Another finding of the study is that a reasonably large number (3 to 4 per cent) of patients have a strong inherited predisposition to pancreas cancer caused by known gene mutations. These germline mutations include the well known BRCA-1, BRCA-2 and ATM gene mutations as well as MMR genes. “We have shown that most patients with germline mutations in important cancer genes have unique and potentially ‘druggable’ mutational signatures in their pancreas cancers,” says Gallinger.
In addition to whole genome sequencing, the researchers also performed RNA transcriptional sequencing on the samples, which produced some interesting results. “We found that the DSBR and MMR signatures appeared to be displaying an immune signature at the expression level as if the cancer is generating an immune response by the patient,” says Gallinger. “The problem is that most of these patients don’t seem to do any better even though they are having this immune response. However, second generation immunotherapy strategies that are currently under development may be of benefit to these patients.”
Gallinger explains how the findings of the study can be translated to the clinic. “For those patients with the MMR and DSBR signatures, we can direct them to clinical trials for immunotherapy and tailored chemotherapies or biologics. Also, we may see in the next generation of trials that patients with a high number of mutations are selected to participate instead of a cohort being chosen at random.”
The PanCuRx team is already using their knowledge of pancreas cancer subtypes in a clinical trial called COMPASS. Patients in the trial usually have a small biopsy taken from a pancreas cancer metastasis in their liver, which is then microdissected and used for sequencing the cancer’s whole genomes and transcriptomes. This process is completed within eight weeks – in time for the patient’s appointment with their medical oncologist to check on their response to first line treatment.

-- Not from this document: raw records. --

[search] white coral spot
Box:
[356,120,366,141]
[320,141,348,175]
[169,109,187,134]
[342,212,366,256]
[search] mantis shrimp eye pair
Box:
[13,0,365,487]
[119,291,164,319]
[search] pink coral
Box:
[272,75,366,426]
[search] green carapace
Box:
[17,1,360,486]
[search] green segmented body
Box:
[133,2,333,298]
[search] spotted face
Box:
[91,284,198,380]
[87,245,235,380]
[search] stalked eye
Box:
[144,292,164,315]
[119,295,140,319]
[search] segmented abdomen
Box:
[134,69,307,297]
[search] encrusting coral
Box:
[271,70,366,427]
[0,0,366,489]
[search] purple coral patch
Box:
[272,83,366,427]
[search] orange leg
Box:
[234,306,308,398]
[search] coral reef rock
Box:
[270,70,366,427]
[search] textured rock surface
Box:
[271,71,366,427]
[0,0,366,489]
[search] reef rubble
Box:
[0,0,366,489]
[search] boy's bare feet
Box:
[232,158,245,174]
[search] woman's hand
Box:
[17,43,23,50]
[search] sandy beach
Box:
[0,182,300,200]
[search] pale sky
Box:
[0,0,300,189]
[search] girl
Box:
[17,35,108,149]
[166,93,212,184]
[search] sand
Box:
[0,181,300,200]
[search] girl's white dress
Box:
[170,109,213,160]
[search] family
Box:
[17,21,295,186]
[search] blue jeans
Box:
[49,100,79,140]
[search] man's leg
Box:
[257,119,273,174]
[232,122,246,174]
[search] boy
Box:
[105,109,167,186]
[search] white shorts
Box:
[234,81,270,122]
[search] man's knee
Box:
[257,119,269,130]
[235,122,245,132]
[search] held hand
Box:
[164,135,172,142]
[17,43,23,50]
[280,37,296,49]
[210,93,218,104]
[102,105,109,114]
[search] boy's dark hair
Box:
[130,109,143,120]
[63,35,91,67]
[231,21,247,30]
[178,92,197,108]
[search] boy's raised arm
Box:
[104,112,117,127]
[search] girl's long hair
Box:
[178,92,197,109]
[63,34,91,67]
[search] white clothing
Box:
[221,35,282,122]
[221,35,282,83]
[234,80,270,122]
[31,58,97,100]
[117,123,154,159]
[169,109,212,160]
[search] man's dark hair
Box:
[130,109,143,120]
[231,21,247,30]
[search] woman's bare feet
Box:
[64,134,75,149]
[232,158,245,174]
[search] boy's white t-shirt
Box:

“If a patient is not responding to chemotherapy we will already have the information from the sequencing to look at to help understand signatures of sensitivity and resistance and perhaps make a decision about using a certain second-line therapy or entering a clinical trial,” says Gallinger. “We are trying to personalize the treatment for each patient and our understanding of subtypes has certainly helped us do this. There will be a day when sequencing can be completed routinely within one week, then first-line treatment could be chosen, based on this elegant form of tumour profiling.”
The COMPASS trial has been a large undertaking involving not only OICR’s researchers, but also a large clinical team at the University Health Network’s Princess Margaret Cancer Centre.
The PanCuRx team also recently published a study in Nature (doi:10.1038/nature19823) that found many of the important alterations that are thought to cause pancreas cancer may occur “all at once”, similar to the idea of the “big bang” – an idea that challenges the current view of how the disease develops.
These are significant steps toward better understanding pancreas cancer and making it a less deadly disease.